If we are lauding series on AMC and HBO because they can be darker and grittier and more suggestive-ier, then why can’t we laud something that accomplishes all those same goals on a network that won’t even allow you to say the S-word? I know a lot of people seem to think that where I’m currently at in the viewing process (seasons three and four) were so-called down years, but the scuttlebutt from the series’ most recent run is that it’s never been better. And that’s five seasons into the thing. The American version of “The Office” didn’t even make it past its second run before people started jumping ship. Shoot, even “Mad Men” has taken a continuous, gradual hit in recent years when it comes to public perception.

Thus, the following can’t be ignored: “The Good Wife” needs to be considered among its network peers and I don’t know that it always is. Margulies’ win might have been a good reminder for some that the thing still exists and even thrives, but the next time you feel like turning on “Homeland” or “The Walking Dead” or (God forbid) “Better Call Saul,” remind yourself about what it’s like to do good drama on censored television these days. It’s not easy. But “The Good Wife” makes it look like it is.

3. Look. It’s The Greatest Writer In The World
So. Did you notice that my favorite writer in the history of words, Ms. Lisa De Moraes, was live-blogging the telecast? Oh. You didn’t? That’s OK, because I did. And much like we do every year, here’s a compilation of her greatest hits, the first one of which made me laugh very much, and very out loud:

– 4:28 p.m. “I’m wearing the mask right now, hiding my true self — I can fake it,” host Seth Meyers tells E!’s Giuliana Rancic on the red carpet. She wants to know what he has up his sleeve for tonight. “Telling some good jokes,” he reveals, to the relief of all. She wonders what shows are going to get jabbed. “We’re not going after shows. People who get nominated worked really hard,” he says, explaining that in his opening he’s going to “go after what’s happening in the world of television as opposed to individual shows or actors.” Rancic, who wasn’t listening, asked if he was going to take jabs at E! shows in particular, reminding him, “We’re in the NBC family.”
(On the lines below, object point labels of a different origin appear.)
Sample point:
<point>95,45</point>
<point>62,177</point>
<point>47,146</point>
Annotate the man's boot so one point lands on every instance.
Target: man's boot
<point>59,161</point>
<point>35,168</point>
– 4:08 p.m. Why Giuliana Rancic is paid the big bucks (reported $1 mil per year) E! pays her: “Your boobs are very perfect! ” she says to Sarah Silverman on the red carpet, after which she and Silverman go through the contents of Silverman’s evening bag.

– 3:02 p.m. Will ‘Orange is the New Black’ put an end to ‘Modern Family’s’ best-comedy winning streak, and drive the final nail in the coffin for the broadcast networks in the glam genre categories — broadcasters having already conceded longform and drama-series races? This year’s Emmy host, NBC, for instance, has no nominees for best comedy series, drama series, movie, or miniseries, continuing a trend of decreasing broadcast presence across the glam categories — which we wouldn’t DREAM of suggesting played any part in scheduling discussions at NBC as the network worked to figure out how to get the ceremony out of the way of its NFL Sunday contract and the 800-pound gorilla that was Miley-Cyrus-Might-Twerk-At-The-VMAs-Again.

As always, you’re going to want to pick through it. Nobody does it better.